Here’s what’s required to accelerate staffing processes:

  1. Create a central staffing control center that has clear visibility into all hiring requirements, all internal candidates, and all external market sources so that talent demand and supply can be assessed and resources deployed as critical needs develop.
  2. The biggest time-waster in any staffing process is the back-and-forth between HR and hiring managers for application review, interview set-up, conducting interviews, etc. In a crisis, the clinical delivery staff will not have time to devote to the massive, urgent interviewing required to fill positions quickly. The Staffing Center should be staffed with interviewers who can make clinical evaluations on behalf of the entire hospital in real-time. This single step will cut days and even weeks from traditional hiring processes.
  3. Give the Staffing Center the power to make hiring decisions quickly. This may involve relaxing standard hiring process requirements like background checks and reference-checking by allowing people to start working before these processes are completed. It may also require the ability to make on-the-spot offers and accelerate start dates to nearly immediately.
  4. Create a COVID-19 Staffing Portal for your Career Website, especially for per-diem workers. Require only essential information from candidates during the application process. Make it easy for the candidate to apply and provide responses to all applications within 24 hours. Compress onboarding time as much as possible.
  5. Move candidates from resume/application review straight into interviews using Skype or Zoom (or other video tools). Set high-volume interview schedules and interviewing staff in advance, and populate those schedules based on the strength of the resume/application review. There will be no time for additional screening steps.
  6. Open the gates to hire Diploma Nurses and LPNs. All trained clinical specialists will be needed to get through the surge in caseloads.
  7. Target clinicians who work outside of hospitals. In any market, only 50-60% of all licensed RNs work in acute care hospitals. It’s time to target the other 40+%.
  8. To accomplish all of the above, overstaff the Staffing Center, not only with recruiters but with clinical screeners, administrators, and on-boarders. You will need more staff than you think to accomplish the new speed objectives.

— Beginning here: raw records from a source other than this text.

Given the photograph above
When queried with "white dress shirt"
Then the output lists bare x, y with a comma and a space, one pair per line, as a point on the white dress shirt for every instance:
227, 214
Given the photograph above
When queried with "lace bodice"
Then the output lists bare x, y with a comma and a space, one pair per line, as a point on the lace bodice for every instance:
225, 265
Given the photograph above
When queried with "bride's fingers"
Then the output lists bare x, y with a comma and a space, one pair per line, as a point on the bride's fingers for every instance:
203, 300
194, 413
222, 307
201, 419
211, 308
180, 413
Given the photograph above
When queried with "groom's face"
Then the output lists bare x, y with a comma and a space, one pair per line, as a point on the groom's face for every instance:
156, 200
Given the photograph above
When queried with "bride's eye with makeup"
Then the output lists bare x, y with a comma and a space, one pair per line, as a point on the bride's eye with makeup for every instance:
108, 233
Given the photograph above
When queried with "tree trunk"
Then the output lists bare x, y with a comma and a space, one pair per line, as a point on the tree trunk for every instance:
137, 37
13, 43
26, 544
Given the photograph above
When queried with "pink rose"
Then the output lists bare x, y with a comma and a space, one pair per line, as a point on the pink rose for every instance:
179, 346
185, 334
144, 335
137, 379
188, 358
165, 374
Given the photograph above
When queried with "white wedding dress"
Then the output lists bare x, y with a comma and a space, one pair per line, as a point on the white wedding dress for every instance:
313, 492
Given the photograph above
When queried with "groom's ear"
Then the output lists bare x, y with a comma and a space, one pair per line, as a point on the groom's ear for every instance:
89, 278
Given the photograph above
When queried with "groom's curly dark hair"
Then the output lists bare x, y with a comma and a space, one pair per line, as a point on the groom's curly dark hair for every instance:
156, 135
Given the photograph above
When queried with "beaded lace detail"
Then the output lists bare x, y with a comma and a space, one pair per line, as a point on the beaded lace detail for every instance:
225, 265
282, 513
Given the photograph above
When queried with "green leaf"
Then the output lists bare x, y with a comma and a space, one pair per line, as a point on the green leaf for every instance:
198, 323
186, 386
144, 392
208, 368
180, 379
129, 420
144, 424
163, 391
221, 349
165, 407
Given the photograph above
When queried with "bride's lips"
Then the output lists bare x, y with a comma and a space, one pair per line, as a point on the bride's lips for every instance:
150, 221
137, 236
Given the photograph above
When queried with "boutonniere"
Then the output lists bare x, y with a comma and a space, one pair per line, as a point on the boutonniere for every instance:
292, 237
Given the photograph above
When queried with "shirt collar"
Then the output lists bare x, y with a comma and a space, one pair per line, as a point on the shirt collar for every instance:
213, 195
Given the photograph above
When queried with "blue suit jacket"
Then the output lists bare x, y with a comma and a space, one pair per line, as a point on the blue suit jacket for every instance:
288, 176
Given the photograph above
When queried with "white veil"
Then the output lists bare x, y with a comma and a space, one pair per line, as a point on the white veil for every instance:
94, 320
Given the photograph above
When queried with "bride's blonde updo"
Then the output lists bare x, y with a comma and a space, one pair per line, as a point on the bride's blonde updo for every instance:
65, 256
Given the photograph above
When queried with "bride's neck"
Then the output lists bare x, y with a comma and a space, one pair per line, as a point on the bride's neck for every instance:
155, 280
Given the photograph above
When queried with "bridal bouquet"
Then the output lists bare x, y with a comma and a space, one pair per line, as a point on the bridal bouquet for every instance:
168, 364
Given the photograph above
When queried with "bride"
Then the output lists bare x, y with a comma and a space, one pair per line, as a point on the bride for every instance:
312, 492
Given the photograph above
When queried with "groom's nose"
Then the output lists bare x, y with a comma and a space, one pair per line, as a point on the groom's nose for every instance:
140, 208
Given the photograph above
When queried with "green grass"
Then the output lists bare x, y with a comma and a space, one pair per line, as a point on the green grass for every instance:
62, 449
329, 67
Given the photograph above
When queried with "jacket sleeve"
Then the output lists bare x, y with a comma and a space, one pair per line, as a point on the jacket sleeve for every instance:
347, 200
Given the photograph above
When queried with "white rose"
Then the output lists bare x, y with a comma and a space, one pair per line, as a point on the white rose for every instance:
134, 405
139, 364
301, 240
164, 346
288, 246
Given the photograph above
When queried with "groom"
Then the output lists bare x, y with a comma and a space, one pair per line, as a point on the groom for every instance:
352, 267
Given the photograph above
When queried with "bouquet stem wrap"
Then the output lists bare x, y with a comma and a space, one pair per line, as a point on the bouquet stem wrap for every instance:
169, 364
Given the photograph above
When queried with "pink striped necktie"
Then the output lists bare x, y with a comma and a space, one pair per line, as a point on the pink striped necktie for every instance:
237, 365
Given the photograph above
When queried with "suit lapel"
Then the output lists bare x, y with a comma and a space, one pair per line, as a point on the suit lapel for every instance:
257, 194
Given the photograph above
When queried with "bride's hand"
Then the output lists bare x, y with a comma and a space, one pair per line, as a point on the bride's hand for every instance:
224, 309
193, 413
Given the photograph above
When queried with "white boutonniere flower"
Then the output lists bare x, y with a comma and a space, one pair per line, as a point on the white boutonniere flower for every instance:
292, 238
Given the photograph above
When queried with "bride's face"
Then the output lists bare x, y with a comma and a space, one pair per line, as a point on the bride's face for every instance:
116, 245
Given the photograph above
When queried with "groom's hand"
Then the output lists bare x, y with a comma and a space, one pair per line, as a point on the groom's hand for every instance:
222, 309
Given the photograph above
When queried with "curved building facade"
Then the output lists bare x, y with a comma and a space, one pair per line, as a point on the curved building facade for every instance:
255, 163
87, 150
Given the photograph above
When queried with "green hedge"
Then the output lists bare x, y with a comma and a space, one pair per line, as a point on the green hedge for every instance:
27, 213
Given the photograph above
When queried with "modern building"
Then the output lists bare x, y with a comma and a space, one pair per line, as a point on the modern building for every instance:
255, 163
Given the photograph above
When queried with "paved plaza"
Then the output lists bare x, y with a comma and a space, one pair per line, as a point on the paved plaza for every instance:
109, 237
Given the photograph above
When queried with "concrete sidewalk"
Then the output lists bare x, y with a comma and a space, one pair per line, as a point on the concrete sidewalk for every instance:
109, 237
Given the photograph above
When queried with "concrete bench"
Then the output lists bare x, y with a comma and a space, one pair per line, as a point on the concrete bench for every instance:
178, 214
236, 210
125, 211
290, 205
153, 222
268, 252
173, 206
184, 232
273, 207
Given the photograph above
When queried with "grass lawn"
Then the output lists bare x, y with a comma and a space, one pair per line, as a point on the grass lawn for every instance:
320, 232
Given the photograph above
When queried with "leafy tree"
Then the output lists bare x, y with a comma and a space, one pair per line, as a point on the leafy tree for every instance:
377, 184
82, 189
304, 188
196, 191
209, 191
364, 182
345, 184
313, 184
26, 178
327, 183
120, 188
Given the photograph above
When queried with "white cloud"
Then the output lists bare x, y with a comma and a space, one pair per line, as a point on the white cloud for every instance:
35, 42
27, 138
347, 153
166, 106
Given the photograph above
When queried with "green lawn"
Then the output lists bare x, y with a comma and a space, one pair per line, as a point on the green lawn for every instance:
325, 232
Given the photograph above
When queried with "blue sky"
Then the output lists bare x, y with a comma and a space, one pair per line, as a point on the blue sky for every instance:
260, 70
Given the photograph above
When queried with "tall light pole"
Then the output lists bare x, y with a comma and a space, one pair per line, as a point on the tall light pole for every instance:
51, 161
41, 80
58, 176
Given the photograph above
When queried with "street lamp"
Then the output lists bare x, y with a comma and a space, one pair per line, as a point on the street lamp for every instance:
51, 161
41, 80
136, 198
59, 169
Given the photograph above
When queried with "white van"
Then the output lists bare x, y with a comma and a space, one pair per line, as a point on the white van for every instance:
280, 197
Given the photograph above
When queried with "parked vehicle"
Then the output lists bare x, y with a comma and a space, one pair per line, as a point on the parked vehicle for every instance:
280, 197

Accelerating staffing cycles is not easy, especially in healthcare where credentialing and quality considerations have always driven process decisions. And please don’t misunderstand relaxing some of the hiring process rules to gain speed with lowering the quality of hiring standards—they are not at all the same and making quality hires should still be paramount for all process decisions. 

Hiring in a crisis requires a highly accelerated process, and rational trade-offs will need to be made in order to meet surging demands for trained workers. If you haven’t started changing your processes today, you are probably already behind.